Dr Chhatwal: We anticipated that generic DAAs available in India (and other low-/middle-income countries) will be cost-effective. In fact, we were pleasantly surprised that these DAAs are not merely cost-effective but cost-saving, meaning they improve outcomes and save costs at the same time by preventing advanced sequelae of HCV (eg, liver cancer).5 In addition, we found that the up-front cost of DAAs will be recovered as soon as 2 years in patients with cirrhosis.5
Infectious Disease Advisor: Do you think use of generic DAAs will improve in India based on your findings? Do you know of any actions currently being taken to improve access to these medications?
Dr Chhatwal: Yes, we strongly believe that the use of generic DAAs will increase in India. Our study provides a compelling case to invest in HCV treatment: Low-priced DAAs provide a win-win situation, warranting the use of public money to fund it. An initiative was launched in 2016 by the government of Punjab, which is making HCV treatment available at a subsidized rate or free to selected patients.6 Such initiatives also provide motivation to local residents to get screened, even when there are no standard screening guidelines. The cost of DAAs have come down to as low as $109, which makes treatment even more cost-saving.
Infectious Disease Advisor: Generics are unlikely to be available in the United States for some time, and healthcare costs are a major concern for many here as well. Do you think this might lead some to seek treatment overseas?
Dr Chhatwal: This is an interesting proposition, but I’m not aware of a systematic flow of patients from the United States to India for HCV treatment. However, I have heard anecdotally of such medical tourism occurring from middle-income countries (eg, Turkey) to India.
Infectious Disease Advisor: Do you think the World Health Organization goal of HCV elimination by 2030 is feasible? If so, how do you see us getting there?
Dr Chhatwal: It all depends on what actions we take now. Some countries (eg, Australia, United States) are far ahead on the track toward HCV elimination, but most countries do not yet have a plan to manage HCV. First, countries need cost-effective screening guidelines to diagnose HCV-infected patients. Second, there is a need to provide resources to scale-up HCV treatment at the population level. Even with low-cost generic DAAs, the budget needed to treat HCV will be huge. Third, effective interventions are needed to reduce HCV transmission among high-risk individuals. Finally, perhaps most important, the cost of diagnostic tests should be reduced substantially to make national screening programs affordable and cost-effective.
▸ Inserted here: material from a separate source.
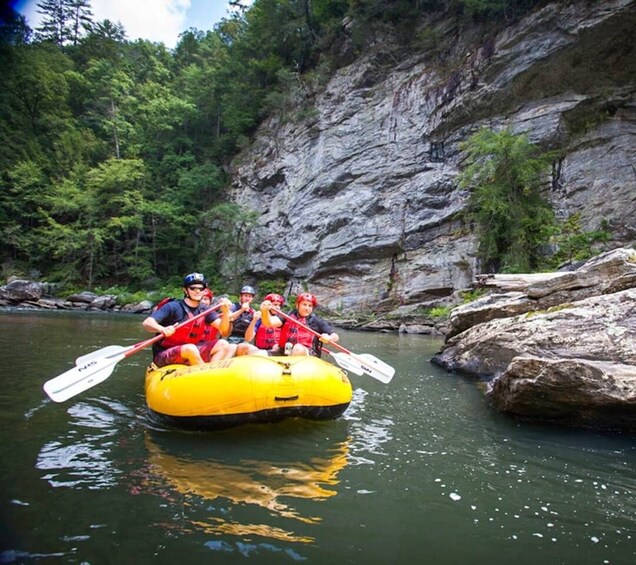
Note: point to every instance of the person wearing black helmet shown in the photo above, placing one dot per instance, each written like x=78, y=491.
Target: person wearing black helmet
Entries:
x=196, y=343
x=242, y=316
- Dhiman RK. Future of therapy for hepatitis C in India: a matter of accessibility and affordability? J Clin Exp Hepatol. 2014;4:85-86.
- Premkumar M, Grover GS, Dhiman RK. Chronic hepatitis C: do generics work as well as branded drugs? J Clin Exp Hepatol. 2017;7:253-261.
- Gupta V, Kumar A, Sharma P, Bansal N, Singla V, Arora A. Most patients of hepatitis C virus infection in India present late for interferon-based antiviral treatment: an epidemiological study of 777 patients from a North Indian tertiary care center. J Clin Exp Hepatol. 2015;5:134-141.
- amfAR. Indian generic companies begin production on two new hepatitis treatments. January 20, 2016. Accessed December 11, 2017.
- Aggarwal R, Chen Q, Goel A, et al. Cost-effectiveness of hepatitis C treatment using generic direct-acting antivirals available in India. PLoS ONE. 2017;12:e0176503.
- Dhiman RK, Satsangi S, Grover GS, Puri P. Tackling the hepatitis C disease burden in Punjab, India. J Clin Expe Hepatol. 2016;6:224-232.